Museums Thinking Phygital. Between Museology and User Experience 

University of Malta

Museums have embraced the digital in varied ways slowly acknowledging its relevance and significance over time. The Covid-19 pandemic has underpinned the strategic use of digital tools by museums much more than before as they became unexpectedly obliged to function from behind physically closed doors. Indeed, it is fair to state that museums have come to recognize the relevance and significance of the digital to a far greater degree than they did prior to the pandemic, and museums have also acknowledged an opportunity to experiment and engage with audiences through the strategic use of digital tools. With the return of physical museum audiences (albeit in fits and starts), museums might consider this to mean that digital tools are now less relevant, rather than identifying opportunities to strike a measure of equilibrium between the digital and physical going forward.
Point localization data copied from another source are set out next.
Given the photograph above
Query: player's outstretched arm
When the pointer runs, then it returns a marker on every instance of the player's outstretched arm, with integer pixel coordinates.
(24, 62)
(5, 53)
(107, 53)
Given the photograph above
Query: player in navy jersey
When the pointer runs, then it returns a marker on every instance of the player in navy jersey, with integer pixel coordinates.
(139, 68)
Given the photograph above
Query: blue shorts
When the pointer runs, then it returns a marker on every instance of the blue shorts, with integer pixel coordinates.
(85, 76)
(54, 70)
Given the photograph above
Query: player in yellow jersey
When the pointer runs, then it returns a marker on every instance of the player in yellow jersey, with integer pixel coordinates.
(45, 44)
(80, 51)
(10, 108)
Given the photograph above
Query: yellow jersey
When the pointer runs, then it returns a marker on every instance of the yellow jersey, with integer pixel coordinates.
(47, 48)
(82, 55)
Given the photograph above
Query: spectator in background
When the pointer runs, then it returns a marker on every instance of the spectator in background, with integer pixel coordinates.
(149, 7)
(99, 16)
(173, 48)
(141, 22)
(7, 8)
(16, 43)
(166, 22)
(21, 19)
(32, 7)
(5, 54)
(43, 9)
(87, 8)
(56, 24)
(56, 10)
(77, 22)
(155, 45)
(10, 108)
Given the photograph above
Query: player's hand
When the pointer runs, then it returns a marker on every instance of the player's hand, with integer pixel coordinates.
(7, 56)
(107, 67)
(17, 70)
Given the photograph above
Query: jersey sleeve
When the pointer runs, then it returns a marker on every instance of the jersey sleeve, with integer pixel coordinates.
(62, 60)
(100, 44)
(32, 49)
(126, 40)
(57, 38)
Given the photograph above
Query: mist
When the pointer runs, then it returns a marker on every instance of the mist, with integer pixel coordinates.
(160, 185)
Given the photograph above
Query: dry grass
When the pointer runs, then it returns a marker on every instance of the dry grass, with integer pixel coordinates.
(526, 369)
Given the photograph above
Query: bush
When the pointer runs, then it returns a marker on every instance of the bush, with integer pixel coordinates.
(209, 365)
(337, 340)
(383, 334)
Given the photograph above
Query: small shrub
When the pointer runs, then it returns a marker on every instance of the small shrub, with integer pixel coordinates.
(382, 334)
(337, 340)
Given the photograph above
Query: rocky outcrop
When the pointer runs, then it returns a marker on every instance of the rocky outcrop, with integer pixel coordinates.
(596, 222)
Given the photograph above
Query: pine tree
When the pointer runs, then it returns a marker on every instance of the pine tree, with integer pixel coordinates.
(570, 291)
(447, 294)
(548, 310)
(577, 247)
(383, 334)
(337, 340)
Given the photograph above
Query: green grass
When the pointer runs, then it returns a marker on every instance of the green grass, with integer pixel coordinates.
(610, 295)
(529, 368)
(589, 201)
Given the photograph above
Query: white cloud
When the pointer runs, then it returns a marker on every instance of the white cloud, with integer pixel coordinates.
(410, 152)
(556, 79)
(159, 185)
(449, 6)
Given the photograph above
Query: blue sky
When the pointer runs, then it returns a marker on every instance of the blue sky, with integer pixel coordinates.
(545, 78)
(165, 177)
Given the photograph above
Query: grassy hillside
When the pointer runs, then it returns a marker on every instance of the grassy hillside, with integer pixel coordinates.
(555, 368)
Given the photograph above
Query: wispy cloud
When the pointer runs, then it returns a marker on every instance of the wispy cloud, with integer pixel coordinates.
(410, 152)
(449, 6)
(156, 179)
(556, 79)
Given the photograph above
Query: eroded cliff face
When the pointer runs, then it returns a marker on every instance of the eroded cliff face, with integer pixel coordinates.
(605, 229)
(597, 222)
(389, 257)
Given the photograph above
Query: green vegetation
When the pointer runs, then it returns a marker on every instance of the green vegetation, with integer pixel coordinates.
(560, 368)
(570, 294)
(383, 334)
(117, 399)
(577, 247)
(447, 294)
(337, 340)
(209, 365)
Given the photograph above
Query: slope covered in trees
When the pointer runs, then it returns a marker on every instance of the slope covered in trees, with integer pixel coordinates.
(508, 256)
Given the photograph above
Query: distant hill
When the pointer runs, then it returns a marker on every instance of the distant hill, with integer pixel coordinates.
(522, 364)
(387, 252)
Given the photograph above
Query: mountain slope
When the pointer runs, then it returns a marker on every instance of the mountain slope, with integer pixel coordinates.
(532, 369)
Acknowledging what has been achieved so far is certainly one point of departure, although it provides only a limited view of the broad range of possibilities that museums might have to choose from in the future.

This keynote speech shall explore the possible spectrum of museum experiences within the remit of the ‘phygital’, and how the physical and the digital can potentially interact to define a museum experience. I shall speak about the possible ‘phygital’ scenarios, ranging from what we will term ‘sustained physical’ to ‘autonomous digital’ as identified through a futures literacy methodology also anticipating possible scenarios for the phygital in terms of museums goals, objectives and available resources.